On January,1, 2012, Aspen company acquired 80 percent of Birch Company's outstanding voting stock for $352,000. Birch reported a $380,000 book value and fair value of the noncontrolling interest was $88,000 on that date. Also, on January 1, 2013, Birch acquired 80 percent of the Cedar Company for $128,000 when Cedar had a $106,000 book value and the 20 percent noncontrolling interest was valued at $32,000. In each acquisition, the subsidiary's excess acquisition-date fair value was assigned to a trade name witha 30-year life.

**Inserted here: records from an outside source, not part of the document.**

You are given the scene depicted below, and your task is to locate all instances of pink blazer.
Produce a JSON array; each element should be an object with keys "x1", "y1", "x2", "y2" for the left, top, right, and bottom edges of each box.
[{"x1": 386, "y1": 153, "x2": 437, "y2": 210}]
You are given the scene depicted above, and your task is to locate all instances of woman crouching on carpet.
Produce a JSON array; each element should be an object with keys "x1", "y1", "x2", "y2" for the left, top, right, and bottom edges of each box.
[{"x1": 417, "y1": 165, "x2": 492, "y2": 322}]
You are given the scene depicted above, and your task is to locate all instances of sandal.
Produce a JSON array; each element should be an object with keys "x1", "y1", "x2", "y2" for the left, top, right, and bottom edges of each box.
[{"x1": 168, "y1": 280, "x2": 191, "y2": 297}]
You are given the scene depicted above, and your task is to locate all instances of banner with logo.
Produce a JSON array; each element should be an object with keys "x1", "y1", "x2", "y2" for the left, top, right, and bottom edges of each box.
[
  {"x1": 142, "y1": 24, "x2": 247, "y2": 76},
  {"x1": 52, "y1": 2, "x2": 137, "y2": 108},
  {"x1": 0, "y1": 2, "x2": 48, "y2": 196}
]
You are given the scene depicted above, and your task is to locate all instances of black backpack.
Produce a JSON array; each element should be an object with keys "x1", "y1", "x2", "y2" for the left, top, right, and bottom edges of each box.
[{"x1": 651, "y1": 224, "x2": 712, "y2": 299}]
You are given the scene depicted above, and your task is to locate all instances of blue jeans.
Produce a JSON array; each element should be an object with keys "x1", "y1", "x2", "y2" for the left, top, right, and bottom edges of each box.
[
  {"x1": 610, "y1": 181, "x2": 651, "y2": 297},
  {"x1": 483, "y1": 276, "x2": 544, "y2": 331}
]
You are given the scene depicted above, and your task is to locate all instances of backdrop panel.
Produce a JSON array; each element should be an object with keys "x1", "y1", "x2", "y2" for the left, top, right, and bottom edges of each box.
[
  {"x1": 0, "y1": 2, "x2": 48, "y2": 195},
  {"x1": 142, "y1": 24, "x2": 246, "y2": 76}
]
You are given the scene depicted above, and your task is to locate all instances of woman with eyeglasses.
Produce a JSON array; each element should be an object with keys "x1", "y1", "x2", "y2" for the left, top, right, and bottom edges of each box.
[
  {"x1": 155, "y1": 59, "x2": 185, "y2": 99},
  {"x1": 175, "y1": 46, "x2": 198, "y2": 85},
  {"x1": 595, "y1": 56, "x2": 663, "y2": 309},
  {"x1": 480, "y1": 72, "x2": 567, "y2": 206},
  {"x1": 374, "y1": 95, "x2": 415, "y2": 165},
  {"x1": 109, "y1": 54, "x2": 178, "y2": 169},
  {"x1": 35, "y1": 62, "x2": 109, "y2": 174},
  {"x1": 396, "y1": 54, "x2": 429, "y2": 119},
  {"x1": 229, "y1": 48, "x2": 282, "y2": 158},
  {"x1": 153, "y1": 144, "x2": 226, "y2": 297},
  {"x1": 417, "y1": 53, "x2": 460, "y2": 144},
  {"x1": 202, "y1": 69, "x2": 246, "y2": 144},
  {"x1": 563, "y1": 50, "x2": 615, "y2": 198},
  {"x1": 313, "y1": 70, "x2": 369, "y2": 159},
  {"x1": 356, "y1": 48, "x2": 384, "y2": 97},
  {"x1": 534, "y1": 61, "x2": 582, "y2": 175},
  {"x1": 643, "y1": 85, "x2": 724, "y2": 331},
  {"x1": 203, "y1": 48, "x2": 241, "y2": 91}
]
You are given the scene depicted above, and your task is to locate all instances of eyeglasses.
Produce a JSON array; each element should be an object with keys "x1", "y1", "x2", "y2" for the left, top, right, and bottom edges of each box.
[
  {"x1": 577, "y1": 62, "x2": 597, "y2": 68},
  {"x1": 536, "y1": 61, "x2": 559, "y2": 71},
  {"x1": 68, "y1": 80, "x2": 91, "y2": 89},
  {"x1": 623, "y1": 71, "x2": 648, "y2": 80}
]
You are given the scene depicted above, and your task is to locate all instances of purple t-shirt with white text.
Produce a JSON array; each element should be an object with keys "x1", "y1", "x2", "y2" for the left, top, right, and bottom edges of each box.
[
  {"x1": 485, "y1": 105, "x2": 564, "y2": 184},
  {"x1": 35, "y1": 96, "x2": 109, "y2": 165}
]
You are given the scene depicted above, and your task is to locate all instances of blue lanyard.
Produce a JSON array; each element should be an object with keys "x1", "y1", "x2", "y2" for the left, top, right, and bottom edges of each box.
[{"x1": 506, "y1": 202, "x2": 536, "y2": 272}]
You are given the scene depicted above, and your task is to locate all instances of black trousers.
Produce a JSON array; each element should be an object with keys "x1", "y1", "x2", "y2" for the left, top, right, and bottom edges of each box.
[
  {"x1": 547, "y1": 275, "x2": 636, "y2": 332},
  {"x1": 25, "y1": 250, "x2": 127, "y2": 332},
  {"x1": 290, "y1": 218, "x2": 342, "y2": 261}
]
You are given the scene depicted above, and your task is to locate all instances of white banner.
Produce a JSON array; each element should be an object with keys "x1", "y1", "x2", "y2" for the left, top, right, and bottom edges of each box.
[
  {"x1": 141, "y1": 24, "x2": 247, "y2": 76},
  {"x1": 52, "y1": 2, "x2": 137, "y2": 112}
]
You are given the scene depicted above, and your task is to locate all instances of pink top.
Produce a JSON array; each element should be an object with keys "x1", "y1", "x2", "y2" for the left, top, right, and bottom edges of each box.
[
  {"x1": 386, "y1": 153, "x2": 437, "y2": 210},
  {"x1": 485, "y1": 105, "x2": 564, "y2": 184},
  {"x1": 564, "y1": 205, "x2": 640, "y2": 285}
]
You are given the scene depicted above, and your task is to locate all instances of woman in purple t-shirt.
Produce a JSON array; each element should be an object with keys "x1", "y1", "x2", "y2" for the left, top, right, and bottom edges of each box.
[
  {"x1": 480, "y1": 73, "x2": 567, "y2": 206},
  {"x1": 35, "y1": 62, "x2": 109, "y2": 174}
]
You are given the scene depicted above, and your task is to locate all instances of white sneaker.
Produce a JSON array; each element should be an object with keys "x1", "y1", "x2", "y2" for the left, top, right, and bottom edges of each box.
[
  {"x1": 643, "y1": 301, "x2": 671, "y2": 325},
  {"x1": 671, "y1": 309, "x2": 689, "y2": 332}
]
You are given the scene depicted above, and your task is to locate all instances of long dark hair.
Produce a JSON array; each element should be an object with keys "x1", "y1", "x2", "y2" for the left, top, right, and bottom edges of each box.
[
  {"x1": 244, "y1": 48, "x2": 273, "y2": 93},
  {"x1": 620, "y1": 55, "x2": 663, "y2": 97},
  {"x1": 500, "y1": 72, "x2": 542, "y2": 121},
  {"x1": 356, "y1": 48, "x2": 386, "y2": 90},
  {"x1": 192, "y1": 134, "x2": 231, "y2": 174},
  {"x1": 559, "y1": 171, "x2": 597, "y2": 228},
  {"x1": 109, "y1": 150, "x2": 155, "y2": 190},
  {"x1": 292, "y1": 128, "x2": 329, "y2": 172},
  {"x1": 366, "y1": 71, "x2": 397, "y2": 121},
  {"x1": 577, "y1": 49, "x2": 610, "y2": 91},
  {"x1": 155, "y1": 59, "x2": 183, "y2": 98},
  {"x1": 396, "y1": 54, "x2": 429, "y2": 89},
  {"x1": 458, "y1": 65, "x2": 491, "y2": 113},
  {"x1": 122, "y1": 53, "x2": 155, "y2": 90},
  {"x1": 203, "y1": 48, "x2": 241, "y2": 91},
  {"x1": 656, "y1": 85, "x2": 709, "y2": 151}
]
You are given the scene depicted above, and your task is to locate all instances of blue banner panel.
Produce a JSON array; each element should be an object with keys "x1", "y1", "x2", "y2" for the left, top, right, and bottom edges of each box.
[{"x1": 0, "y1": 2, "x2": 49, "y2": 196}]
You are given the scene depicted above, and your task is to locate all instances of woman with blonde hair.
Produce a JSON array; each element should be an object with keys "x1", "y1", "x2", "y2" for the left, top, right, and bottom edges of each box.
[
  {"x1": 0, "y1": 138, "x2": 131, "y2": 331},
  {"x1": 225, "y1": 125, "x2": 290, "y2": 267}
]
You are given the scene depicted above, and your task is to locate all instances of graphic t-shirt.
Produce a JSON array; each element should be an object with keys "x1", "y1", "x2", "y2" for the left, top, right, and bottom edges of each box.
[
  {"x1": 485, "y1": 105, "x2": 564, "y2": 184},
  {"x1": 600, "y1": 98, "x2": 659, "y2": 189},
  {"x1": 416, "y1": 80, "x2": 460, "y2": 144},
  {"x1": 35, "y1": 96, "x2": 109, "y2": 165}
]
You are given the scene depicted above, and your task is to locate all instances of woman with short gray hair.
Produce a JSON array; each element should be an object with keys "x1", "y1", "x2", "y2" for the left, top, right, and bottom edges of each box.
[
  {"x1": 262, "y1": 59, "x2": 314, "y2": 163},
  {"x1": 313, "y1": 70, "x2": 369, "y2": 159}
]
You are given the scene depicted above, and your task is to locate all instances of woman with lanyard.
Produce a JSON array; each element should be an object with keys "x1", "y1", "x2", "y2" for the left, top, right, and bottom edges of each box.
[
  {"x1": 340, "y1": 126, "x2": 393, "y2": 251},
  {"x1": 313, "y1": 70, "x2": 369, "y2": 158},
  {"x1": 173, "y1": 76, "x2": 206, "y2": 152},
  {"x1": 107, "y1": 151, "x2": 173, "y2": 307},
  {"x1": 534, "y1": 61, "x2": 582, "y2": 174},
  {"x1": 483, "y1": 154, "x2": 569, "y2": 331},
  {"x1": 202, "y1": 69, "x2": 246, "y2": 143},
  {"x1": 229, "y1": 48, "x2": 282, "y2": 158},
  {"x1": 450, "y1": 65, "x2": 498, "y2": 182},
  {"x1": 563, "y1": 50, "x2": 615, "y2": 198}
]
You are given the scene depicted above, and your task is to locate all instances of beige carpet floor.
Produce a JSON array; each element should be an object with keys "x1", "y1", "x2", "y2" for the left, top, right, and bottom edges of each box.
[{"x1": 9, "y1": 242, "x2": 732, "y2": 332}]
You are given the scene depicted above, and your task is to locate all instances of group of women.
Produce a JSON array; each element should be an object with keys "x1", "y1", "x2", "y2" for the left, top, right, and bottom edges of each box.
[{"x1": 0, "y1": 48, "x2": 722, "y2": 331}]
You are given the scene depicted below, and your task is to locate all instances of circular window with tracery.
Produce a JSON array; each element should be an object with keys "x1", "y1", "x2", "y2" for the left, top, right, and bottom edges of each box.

These compannies report the following financial information. Investment income figures are not included.
2012 2013 2014
Sales:
Aspen Company $ 512,000 $ 557,500 $ 827,500
Birch Company 239,000 360,750 523,200
Cedar Company Not available 235,200 310,200
Expenses:
Aspen Company $ 400,000 $437,500 522,500
Birch Company 177,000 286,000 435,000
Cedar Company Not avaliable 216,000 267,000
Dividends declared:
Aspen company $ 18,000 45,000 55,000
Birch Company 8,000 20,000 20,000
Cedar Company Not available 2,000 6,000
Assume that each of the following questions is independent:
a. If all compannies use the equity method for internal reporting purposes, what is the December 31,2013, balance in Aspen's investment in Birch Company account?
Investment in Birch
b. What is the consolidated net income for this business combination for 2014?
Consolidated net income
c. What is the net income attributable to the noncontrolling interest in 2014?
Noncontrolling interest's share of the consolidated net income
d. Assume that Birch made intra-entity inventory transfers to Aspen that have resulted in the following unrealized gross profits at the end of the year:
Date Amount
12/31/12 $ 13,800
12/31/13 19,100
12/31/14 29,100
What is the realized income of Birch in 2013 and 2014, respectively?